Livia George sat spraddle-legged at a table near the cash register. “Don’ I always, Mistah Paul?”

“Everybody was taken care of?”

She gave me a disgusted look. “We turned you a pretty profit, and we done been doin’ that the whole live-long week. You jes’ like a man runs up to put out a fire when it’s awreddy burnt down his house.”

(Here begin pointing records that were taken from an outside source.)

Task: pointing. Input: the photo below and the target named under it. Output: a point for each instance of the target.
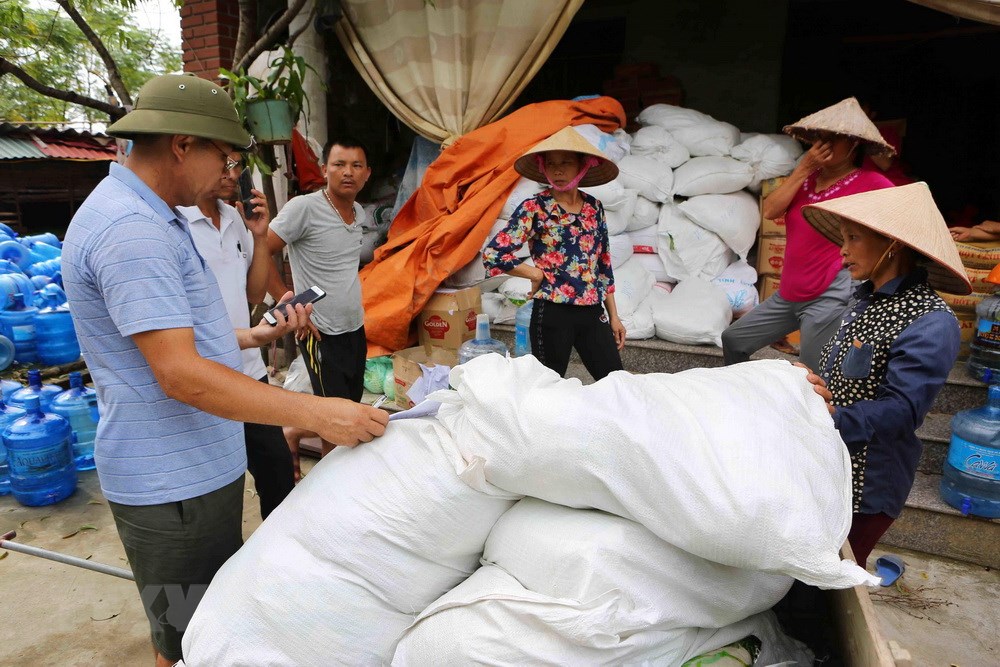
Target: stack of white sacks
(682, 217)
(521, 526)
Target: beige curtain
(987, 11)
(447, 67)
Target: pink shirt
(811, 261)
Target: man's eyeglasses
(230, 162)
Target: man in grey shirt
(323, 233)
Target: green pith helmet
(183, 104)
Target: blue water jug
(15, 252)
(12, 284)
(7, 353)
(18, 324)
(44, 392)
(32, 239)
(78, 405)
(55, 337)
(522, 329)
(971, 480)
(7, 415)
(8, 387)
(40, 456)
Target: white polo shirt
(228, 252)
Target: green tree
(75, 61)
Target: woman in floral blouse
(571, 280)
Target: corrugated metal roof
(19, 148)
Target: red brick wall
(208, 35)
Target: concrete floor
(942, 612)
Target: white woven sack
(735, 217)
(711, 175)
(739, 281)
(632, 284)
(368, 539)
(689, 250)
(491, 619)
(654, 264)
(671, 117)
(639, 323)
(524, 189)
(581, 554)
(772, 495)
(615, 146)
(770, 155)
(695, 312)
(617, 219)
(645, 214)
(611, 194)
(620, 246)
(653, 179)
(657, 142)
(713, 137)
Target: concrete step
(930, 525)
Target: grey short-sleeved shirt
(326, 252)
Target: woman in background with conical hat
(896, 343)
(571, 279)
(814, 287)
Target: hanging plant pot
(270, 121)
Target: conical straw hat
(567, 139)
(845, 117)
(906, 213)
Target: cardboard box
(449, 318)
(770, 254)
(406, 368)
(769, 227)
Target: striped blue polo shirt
(129, 265)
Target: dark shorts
(336, 364)
(174, 550)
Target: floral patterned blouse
(571, 249)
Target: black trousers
(270, 462)
(336, 364)
(557, 328)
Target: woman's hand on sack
(618, 329)
(819, 386)
(818, 155)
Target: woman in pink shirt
(814, 287)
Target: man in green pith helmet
(159, 344)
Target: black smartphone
(245, 185)
(311, 295)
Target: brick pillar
(208, 35)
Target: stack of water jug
(35, 324)
(46, 436)
(971, 477)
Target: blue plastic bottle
(971, 480)
(522, 327)
(7, 415)
(55, 336)
(44, 392)
(78, 405)
(40, 456)
(18, 324)
(8, 387)
(7, 353)
(15, 252)
(482, 344)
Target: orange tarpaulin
(443, 225)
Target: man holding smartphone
(165, 359)
(322, 231)
(233, 241)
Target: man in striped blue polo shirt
(165, 360)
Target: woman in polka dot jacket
(896, 343)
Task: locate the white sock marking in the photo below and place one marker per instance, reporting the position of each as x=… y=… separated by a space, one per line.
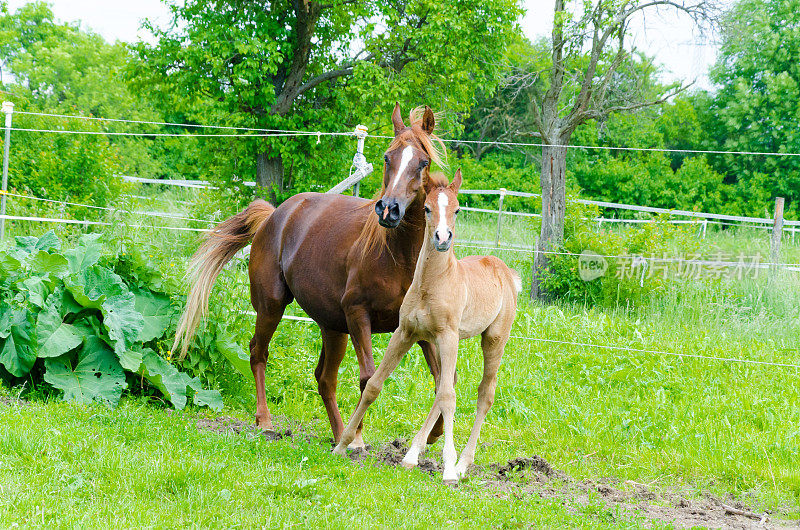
x=441 y=228
x=408 y=152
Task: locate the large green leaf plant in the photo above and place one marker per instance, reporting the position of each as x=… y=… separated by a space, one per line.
x=72 y=319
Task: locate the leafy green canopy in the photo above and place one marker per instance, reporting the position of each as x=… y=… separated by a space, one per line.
x=85 y=325
x=327 y=67
x=55 y=67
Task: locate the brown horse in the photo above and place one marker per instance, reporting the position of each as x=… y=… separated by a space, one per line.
x=347 y=261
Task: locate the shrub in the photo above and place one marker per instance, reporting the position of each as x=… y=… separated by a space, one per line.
x=69 y=319
x=626 y=281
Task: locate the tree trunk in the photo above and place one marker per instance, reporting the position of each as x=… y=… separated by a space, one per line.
x=554 y=200
x=269 y=172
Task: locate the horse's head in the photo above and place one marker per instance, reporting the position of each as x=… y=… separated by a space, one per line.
x=406 y=169
x=441 y=209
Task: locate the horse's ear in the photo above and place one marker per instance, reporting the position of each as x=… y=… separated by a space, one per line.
x=429 y=183
x=397 y=119
x=428 y=121
x=457 y=181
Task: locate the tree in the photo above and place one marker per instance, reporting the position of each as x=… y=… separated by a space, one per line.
x=577 y=86
x=303 y=63
x=56 y=67
x=758 y=101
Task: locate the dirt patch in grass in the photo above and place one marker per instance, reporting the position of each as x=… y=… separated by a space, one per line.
x=9 y=401
x=283 y=427
x=536 y=476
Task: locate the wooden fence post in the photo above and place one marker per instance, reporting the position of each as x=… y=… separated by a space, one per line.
x=777 y=233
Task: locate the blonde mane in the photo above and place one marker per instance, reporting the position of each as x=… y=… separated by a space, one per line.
x=373 y=235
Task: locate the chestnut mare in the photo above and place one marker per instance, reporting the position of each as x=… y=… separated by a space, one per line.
x=347 y=261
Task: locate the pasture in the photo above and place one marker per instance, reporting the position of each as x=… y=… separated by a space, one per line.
x=627 y=438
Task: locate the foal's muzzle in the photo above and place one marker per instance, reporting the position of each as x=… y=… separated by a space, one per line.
x=389 y=212
x=442 y=246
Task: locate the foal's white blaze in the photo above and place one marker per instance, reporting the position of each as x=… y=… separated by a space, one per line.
x=408 y=152
x=441 y=228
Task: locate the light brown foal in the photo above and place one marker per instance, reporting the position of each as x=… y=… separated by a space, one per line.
x=449 y=300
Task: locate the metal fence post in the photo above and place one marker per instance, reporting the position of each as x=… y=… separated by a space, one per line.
x=8 y=109
x=777 y=232
x=499 y=216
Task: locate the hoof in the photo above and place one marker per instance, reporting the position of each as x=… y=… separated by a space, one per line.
x=451 y=478
x=408 y=465
x=358 y=443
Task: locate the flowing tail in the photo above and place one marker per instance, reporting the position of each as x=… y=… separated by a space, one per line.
x=221 y=244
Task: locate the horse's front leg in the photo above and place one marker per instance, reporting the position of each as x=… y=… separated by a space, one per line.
x=360 y=327
x=399 y=345
x=444 y=404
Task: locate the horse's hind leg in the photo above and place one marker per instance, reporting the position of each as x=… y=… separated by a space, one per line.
x=334 y=345
x=269 y=301
x=493 y=347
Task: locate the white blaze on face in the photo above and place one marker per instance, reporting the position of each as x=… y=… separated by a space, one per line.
x=408 y=153
x=441 y=228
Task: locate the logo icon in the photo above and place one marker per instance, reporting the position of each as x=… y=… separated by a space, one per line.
x=591 y=265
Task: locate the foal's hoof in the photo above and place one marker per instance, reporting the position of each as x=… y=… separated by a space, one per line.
x=357 y=443
x=265 y=424
x=433 y=438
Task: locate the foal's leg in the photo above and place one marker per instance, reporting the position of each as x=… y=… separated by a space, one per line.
x=445 y=403
x=493 y=347
x=399 y=345
x=432 y=358
x=334 y=345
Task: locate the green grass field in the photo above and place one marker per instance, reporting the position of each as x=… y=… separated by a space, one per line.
x=690 y=427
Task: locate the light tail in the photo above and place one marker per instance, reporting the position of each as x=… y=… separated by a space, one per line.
x=220 y=246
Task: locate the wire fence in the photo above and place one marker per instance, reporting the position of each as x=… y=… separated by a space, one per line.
x=699 y=218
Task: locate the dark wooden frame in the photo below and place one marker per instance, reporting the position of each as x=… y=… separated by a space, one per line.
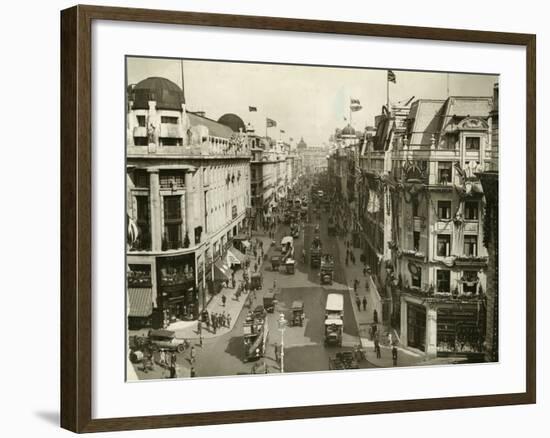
x=76 y=177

“Livvy, you say the sweetest things.”

“How’s Mistah Adam?” she asked, sitting up straight to wipe her brow. “How’s Miss RuthClaire?”

“Fine,” I lied. “Fine.”

I made some noises about the apparent success of Adam’s operation, but beyond that partial truth I could not comfortably go. To prevent any further discussion of the matter, I helped clean up the restaurant and stayed on for the five-o’clock dinner crowd. Our receipts for the day were encouraging, and I drove Livia George home without once mentioning that I had a guest in my house.

Next morning, closer to noon than to sunup, the TV set downstairs awakened me.

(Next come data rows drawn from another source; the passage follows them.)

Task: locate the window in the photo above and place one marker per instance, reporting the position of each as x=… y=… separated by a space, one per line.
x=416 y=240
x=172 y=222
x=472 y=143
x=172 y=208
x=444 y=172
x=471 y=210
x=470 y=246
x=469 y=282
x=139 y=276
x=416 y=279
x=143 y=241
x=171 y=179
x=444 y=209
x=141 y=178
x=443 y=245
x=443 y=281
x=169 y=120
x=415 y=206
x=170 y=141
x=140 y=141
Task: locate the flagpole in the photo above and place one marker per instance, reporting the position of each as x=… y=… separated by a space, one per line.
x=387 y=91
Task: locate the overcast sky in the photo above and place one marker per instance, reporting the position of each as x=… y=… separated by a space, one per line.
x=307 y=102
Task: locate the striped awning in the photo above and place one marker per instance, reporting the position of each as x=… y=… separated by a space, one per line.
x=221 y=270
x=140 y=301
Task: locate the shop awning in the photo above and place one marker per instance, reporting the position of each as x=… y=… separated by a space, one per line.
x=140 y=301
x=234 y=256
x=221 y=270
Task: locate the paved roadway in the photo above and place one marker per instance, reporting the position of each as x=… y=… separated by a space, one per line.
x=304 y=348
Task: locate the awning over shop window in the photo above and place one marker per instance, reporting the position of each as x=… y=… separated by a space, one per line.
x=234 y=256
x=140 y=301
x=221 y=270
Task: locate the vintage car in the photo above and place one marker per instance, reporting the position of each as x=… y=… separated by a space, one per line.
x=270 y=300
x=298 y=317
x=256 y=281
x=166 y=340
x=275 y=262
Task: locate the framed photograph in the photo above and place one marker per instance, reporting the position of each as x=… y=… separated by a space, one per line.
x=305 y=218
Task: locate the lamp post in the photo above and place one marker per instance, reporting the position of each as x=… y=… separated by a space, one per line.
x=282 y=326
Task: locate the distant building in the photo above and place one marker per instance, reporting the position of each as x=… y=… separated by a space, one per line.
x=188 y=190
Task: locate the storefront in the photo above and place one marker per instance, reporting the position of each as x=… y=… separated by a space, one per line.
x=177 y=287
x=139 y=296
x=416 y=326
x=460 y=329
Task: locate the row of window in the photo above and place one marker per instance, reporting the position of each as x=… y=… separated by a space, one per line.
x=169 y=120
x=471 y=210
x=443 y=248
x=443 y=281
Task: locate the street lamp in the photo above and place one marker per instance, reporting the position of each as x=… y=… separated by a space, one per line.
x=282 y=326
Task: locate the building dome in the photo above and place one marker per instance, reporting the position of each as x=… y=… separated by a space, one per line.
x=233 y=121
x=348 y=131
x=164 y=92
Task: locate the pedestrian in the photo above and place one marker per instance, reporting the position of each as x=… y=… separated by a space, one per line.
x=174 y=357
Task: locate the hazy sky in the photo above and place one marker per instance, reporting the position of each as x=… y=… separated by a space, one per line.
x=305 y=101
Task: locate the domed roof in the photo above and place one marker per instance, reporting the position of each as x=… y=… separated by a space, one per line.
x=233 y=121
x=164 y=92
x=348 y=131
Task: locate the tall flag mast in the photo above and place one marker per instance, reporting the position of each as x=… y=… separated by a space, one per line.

I knotted my terrycloth robe at my waist and stumbled barefoot down the steps to find Adam cross-legged on the floor with a section of the Sunday Journal-Constitution strewn around him and my RCA XL-100’s screen flickering with ill-defined violet and magenta images of Dwight “Happy” McElroy’s Great Gospel Giveaway broadcast.

‘This is my story, this is my song,’” sang the hundred-member choir behind McElroy. “‘Praising my Savior all the day long!’”

Shots of the choir alternated with wide-angle pans of the congregation in McElroy’s huge Televangelism Center in Rehoboth, Louisiana. This soaring, baroquely buttressed structure had been paid for by the four-bit to five-dollar donations of hundreds of thousands of low-income subscribers to the doctrinal guidelines of the Greater Christian Constituency of America, Inc. Despite the raddled colors on my picture tube, I could see that attending the service were more enraptured souls than you could usually find at the Omni during an Atlanta Hawks basketball game. Seven thousand people? Ten? However many there were, they must have converged on Rehoboth from every city and hamlet on the Gulf Coast, not excluding Baton Rouge, New Orleans, Biloxi, and Mobile. The blessed place rocked.

“Ah,” I said. “Your favorite show.”

Adam had already dressed: a pair of light brown bush shorts and an orange T-shirt celebrating the pleasures of River Street in Savannah. He handed me a section of the paper called “The Arts.”

“Turn first page,” he growled, but, overnight, his speech had become more fluid.

I obeyed. What greeted my eye on the inside page was this headline:

MARRIAGE OF WORLD-FAMOUS ATLANTA ARTISTS ON SKIDS
OWING TO HABILINE’S DECISION TO ATTEND SEMINARY

Beside the brief story was a file photograph of Adam and RuthClaire in “happier times,” namely, at the opening of his Abraxas show in February. My face was a smudge of dots among other ill-defined faces in the background.

“That was quick, wasn’t it?”

I read the story. It quoted RuthClaire to the effect that Adam’s pursuit of spiritual fulfillment had left him little time for either Tiny Paul or her. She still loved him, but that very love insisted that she give him what he most wanted, a chance to study at Candler without family encumbrances. She wanted to support him in his quest for a theological degree, but all he wanted was complete freedom. No one alive fully understood the habiline mind, but in some ways Adam’s outlook was that of a medieval ascetic with a calling for the priesthood. Had she not intercepted him on his northward trek through Georgia two years ago, almost certainly he would have discovered his spiritual bent without first marrying.

Adam grunted. “She does not add. That ‘almost certainly.’ I would have. Stayed a naked animal.”